Hal ini harus diakhiri sesegera mungkin agar rasisme tidak menjadi alasan masyarakat untuk bergerak untuk mendapatkan haknya. Hak Asasi Manusia, kebebasan dan demokrasilah yang seharusnya menjadi alasan rakyat untuk bergerak dan mendapatkan hak-hak mereka.

Lalu, apa peran yang bisa Indonesia berikan di sini? Menjelang implementasi Masyarakat ASEAN (ASEAN Community) yang akan berlaku efektif mulai 31 Desember 2015, Indonesia perlu mengambil peran yang lebih dalam. Komunitas ASEAN bukan hanya sekedar Masyarakat Ekonomi ASEAN (AEC), tetapi juga tentang Masyarakat Politik-Keamanan ASEAN (APSC) dan Masyarakat Sosial-Budaya ASEAN (ASCC). 

Salah satu poin yang patut disyukuri adalah adanya agenda untuk mendukung proses perdamaian dan demokratisasi di ASEAN dalam cetak biru APSC. Agenda ini mengemuka di Deklarasi ASEAN Concord II atau yang lebih dikenal sebagai Bali Concord II. 

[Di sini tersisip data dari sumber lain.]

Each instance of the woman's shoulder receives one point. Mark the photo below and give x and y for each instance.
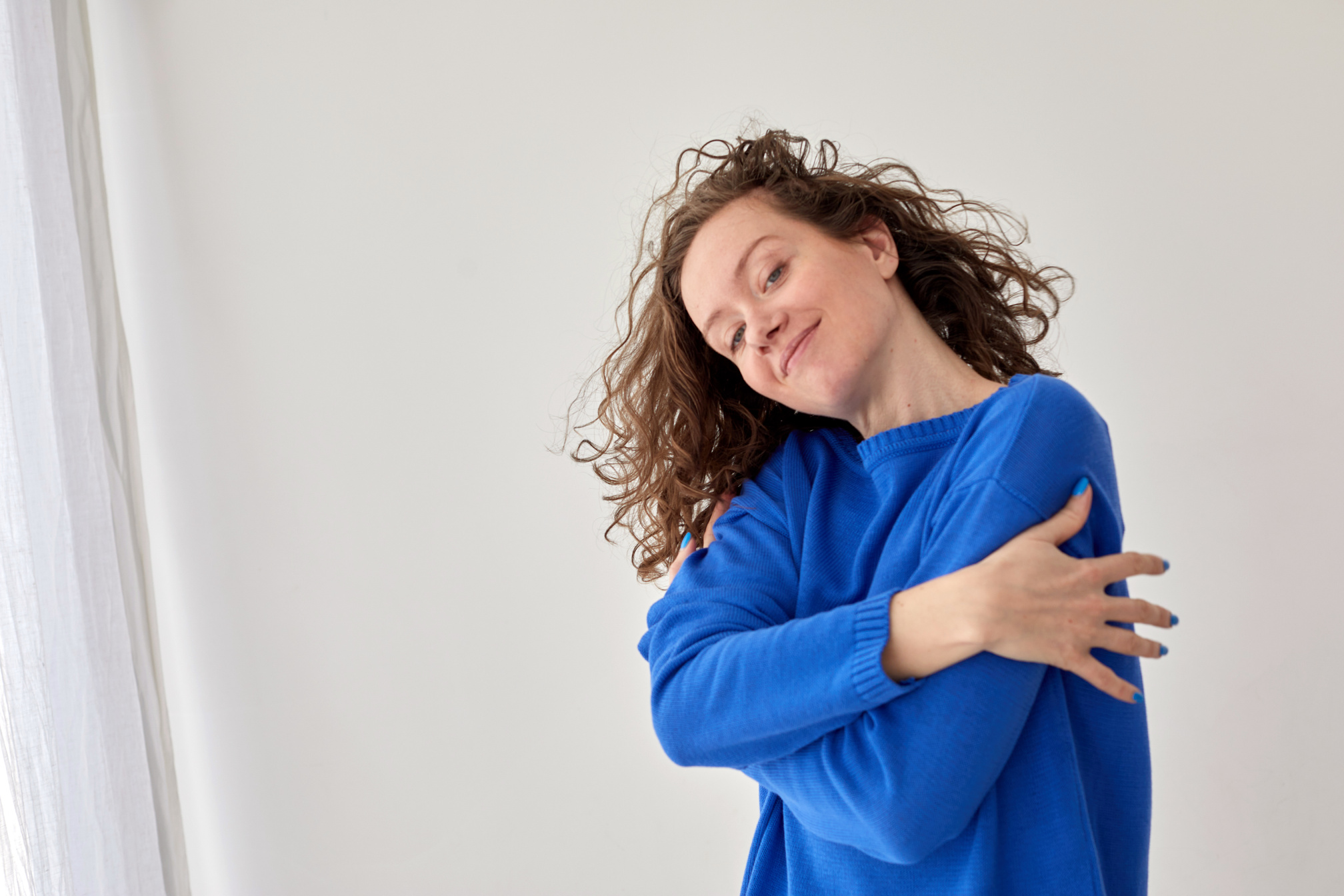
(1038, 430)
(808, 452)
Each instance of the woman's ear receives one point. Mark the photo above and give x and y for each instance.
(877, 237)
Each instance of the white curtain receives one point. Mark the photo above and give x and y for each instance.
(88, 795)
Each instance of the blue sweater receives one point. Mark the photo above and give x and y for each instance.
(991, 777)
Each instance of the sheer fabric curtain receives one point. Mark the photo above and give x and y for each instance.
(88, 797)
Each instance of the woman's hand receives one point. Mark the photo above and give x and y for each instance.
(689, 542)
(1029, 601)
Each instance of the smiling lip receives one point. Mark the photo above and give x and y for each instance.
(795, 347)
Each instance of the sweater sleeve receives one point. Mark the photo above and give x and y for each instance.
(907, 777)
(735, 677)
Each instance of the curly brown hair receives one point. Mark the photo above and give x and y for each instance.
(681, 426)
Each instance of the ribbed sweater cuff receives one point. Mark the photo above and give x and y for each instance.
(871, 629)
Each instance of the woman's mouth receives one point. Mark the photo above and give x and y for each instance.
(799, 343)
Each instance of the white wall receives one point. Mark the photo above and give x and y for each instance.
(365, 249)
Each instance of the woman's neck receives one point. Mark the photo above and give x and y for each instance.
(917, 379)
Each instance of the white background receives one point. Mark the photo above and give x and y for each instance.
(365, 250)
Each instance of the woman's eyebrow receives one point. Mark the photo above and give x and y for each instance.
(742, 262)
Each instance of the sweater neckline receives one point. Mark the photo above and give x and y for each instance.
(922, 434)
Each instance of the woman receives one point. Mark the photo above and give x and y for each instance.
(851, 640)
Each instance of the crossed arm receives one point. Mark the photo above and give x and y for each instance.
(1027, 601)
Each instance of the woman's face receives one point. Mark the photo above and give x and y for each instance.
(808, 319)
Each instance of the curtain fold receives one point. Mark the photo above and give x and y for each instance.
(88, 794)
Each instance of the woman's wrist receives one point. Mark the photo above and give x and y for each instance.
(933, 626)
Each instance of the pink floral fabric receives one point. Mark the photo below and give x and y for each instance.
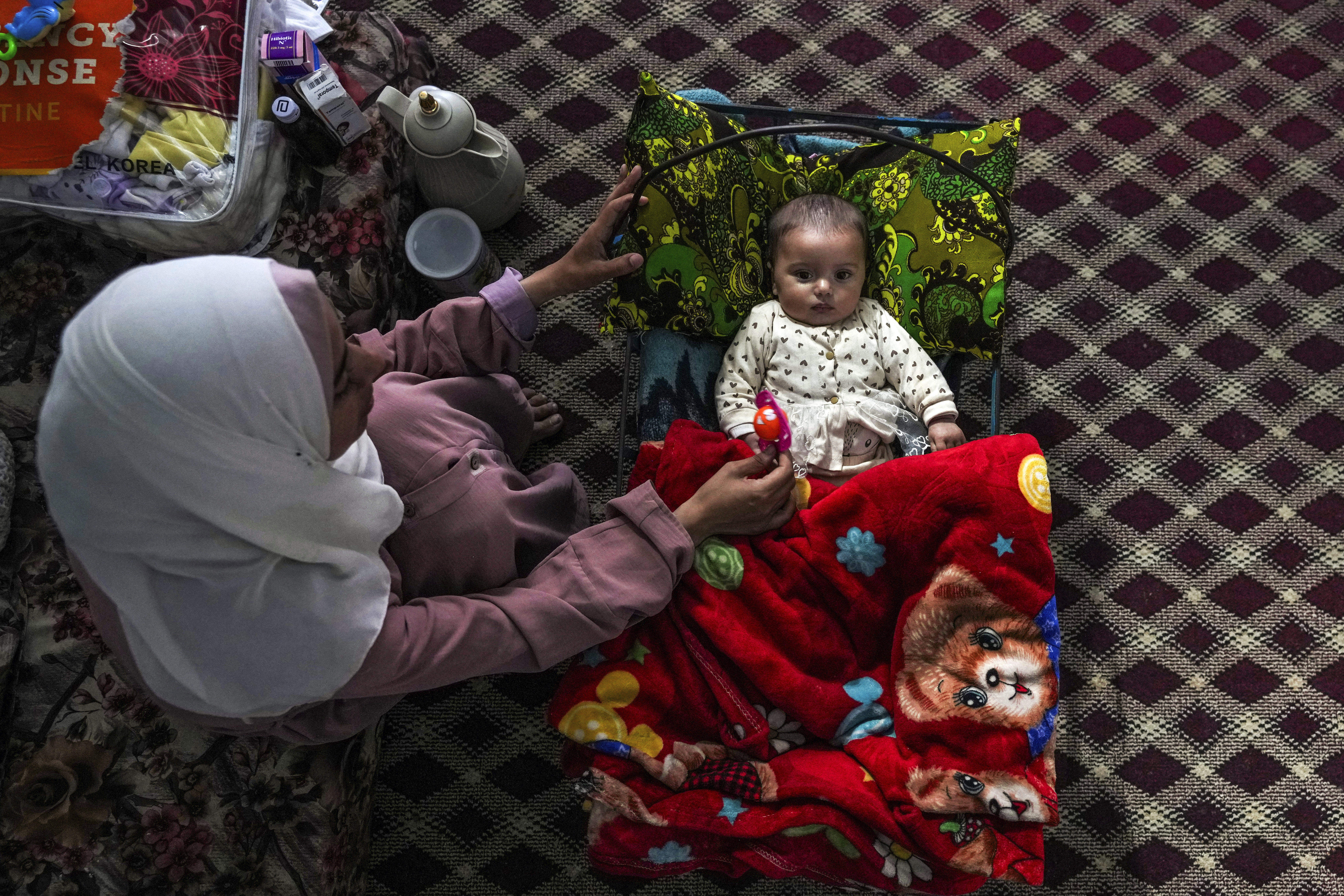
(186, 53)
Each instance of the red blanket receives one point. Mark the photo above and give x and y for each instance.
(865, 698)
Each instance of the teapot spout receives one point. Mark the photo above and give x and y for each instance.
(483, 144)
(394, 105)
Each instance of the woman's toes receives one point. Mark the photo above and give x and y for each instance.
(545, 428)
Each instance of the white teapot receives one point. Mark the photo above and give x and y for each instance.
(459, 162)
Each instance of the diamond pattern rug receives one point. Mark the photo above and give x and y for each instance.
(1174, 343)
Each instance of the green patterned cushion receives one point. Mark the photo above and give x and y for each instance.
(936, 258)
(703, 233)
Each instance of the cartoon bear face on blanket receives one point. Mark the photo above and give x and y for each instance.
(971, 656)
(991, 792)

Indonesia sebagai negara terbesar di ASEAN dan sebagai negara demokrasi terbesar ketiga di dunia harus mengambil perannya. Islam Nusantara jangan hanya sekedar menjadi wacana yang masih diributkan di dalam negeri: saatnya diimplementasikan untuk perdamaian dan demokratisasi di seluruh ASEAN. Pengalaman Indonesia dalam transisi dari otoritarianisme ke dalam alam demokrasi harus menjadi pelajaran berharga bagi negara-negara ASEAN lain  demi mencapai demokrasi yang ideal. 

Pelajaran bagi Gerakan Mahasiswa Indonesia
Gerakan mahasiswa di Indonesia harus maju sebagai contoh. Gerakan mahasiswa di Indonesia seharusnya tidak lagi sibuk hanya pada persoalan dalam negeri, namun harus memberikan peran yang lebih luas pada tingkat ASEAN.

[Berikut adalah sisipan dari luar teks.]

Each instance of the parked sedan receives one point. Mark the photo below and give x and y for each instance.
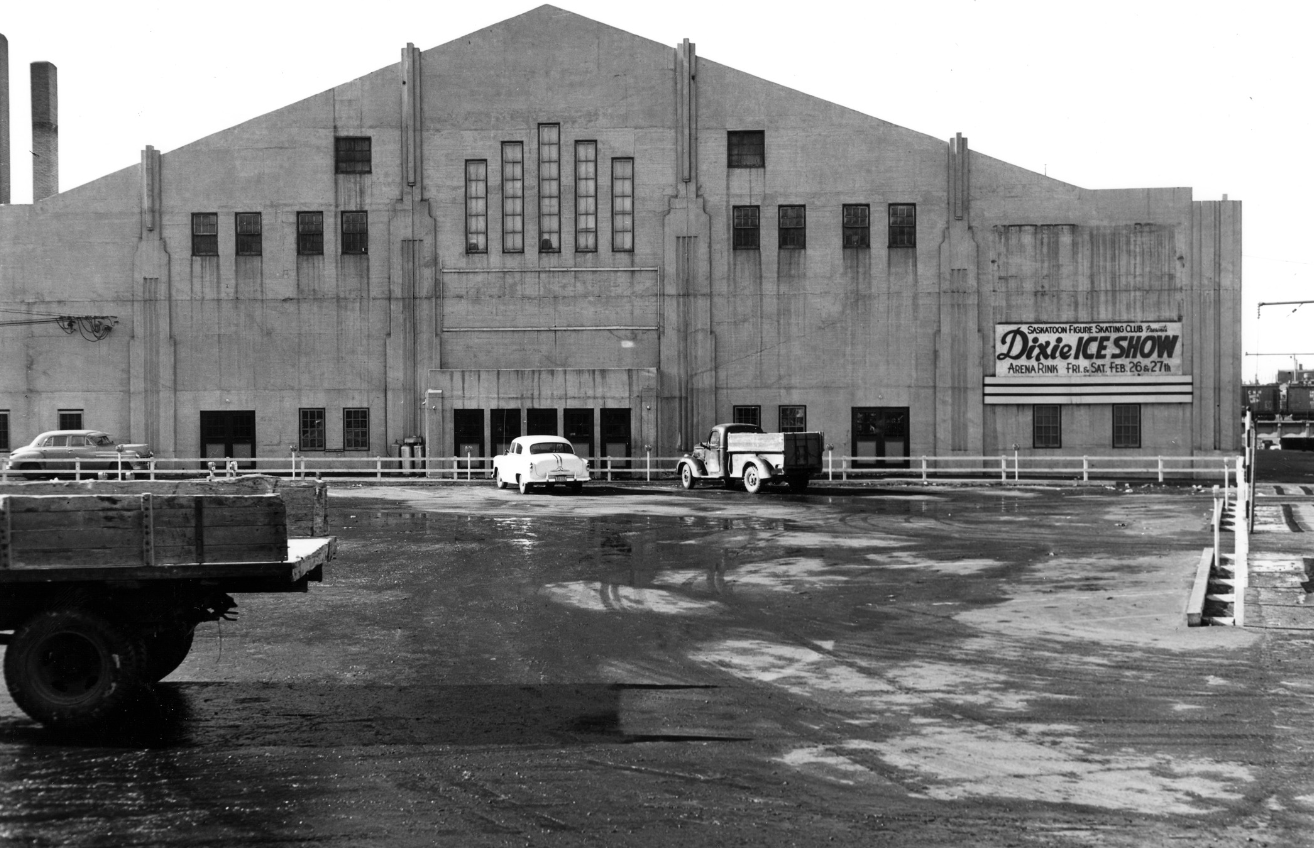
(540, 460)
(65, 451)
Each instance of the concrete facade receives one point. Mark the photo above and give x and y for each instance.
(890, 350)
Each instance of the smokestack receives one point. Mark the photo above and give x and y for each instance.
(45, 132)
(4, 120)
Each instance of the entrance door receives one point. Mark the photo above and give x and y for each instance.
(229, 434)
(881, 431)
(578, 424)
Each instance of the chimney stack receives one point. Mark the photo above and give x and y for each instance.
(45, 132)
(4, 120)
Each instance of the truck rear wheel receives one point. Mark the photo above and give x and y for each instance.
(70, 668)
(752, 481)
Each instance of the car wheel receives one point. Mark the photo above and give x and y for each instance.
(68, 668)
(752, 481)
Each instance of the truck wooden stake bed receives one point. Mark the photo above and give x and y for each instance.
(103, 592)
(736, 451)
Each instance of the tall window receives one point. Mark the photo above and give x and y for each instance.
(312, 431)
(310, 234)
(747, 149)
(623, 205)
(476, 207)
(1046, 425)
(1126, 425)
(513, 197)
(748, 414)
(205, 234)
(586, 196)
(903, 225)
(355, 233)
(249, 233)
(351, 154)
(857, 225)
(355, 429)
(748, 228)
(794, 418)
(549, 188)
(794, 228)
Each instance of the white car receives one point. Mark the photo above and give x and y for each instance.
(540, 460)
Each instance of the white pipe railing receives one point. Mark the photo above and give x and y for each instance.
(999, 468)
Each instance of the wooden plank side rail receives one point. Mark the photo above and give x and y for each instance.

Hingga saat ini, masih ada sekitar 60 mahasiswa di Myanmar yang dipenjara karena melakukan demonstrasi menantang Undang-Undang baru tentang Pendidikan pada awal Maret 2015 lalu. Gerakan mahasiswa di Indonesia harus mulai bersuara lantang soal ini. Gerakan mahasiswa di Indonesia juga harus mendukung proses demokratisasi menjelang Pemilihan Presiden di Myanmar akhir tahun ini, dan bersuara atas masa depan demokrasi dan kebebasan berpendapat di Malaysia serta demokratisasi yang macet di Thailand.

Apapun yang terjadi, masa depan demokrasi dan kebebasan berpendapat di Malaysia berada di tangan masyarakat Malaysia sendiri. Vonis yang menimpa Anwar Ibrahim sendiri telah menjadi preseden buruk bagi Malaysia di mata dunia internasional. Pada 10 Agustus 2015, bertepatan dengan ulang tahun Anwar Ibrahim, sekurangnya 40 intelektual dan tokoh dunia mendesak Pemerintah Malaysia untuk membebaskan Anwar. Sebut saja beberapa di antaranya: Noam Chomsky, Francis Fukuyama, Tariq Ramadan, Slavoj Zizek, Yusuf Al Qaradawi. Hingga nama-nama seperti Al Gore, B.J. Habibie hingga Rached Al Ghannouchi. Amnesti International (AI) dan Human Rights Watch (HRW) turut bersuara lantang atas tuduhan yang menimpa Anwar.

Pada akhirnya, Pakatan Harapan hanya akan betul-betul menjadi koalisi yang efektif jika mereka berhasil keluar dari sekat-sekat rasisme yang hingga kini dianggap masih menjadi masalah utama perpolitikan di Malaysia. Hanya dengan mendukung keberagaman, kebebasan dan kesetaran dengan konsisten dan jujur yang bisa membuktikan bahwa Pakatan Harapan bisa menjadi ‘harapan’ rakyat Malaysia. Semuanya akan terbukti di Pemilihan Umum Raya 2018. 

Kita tunggu kiprahmu, kawan! Terutama bagi KAMMI, yang baru saja memilih pemimpin barunya.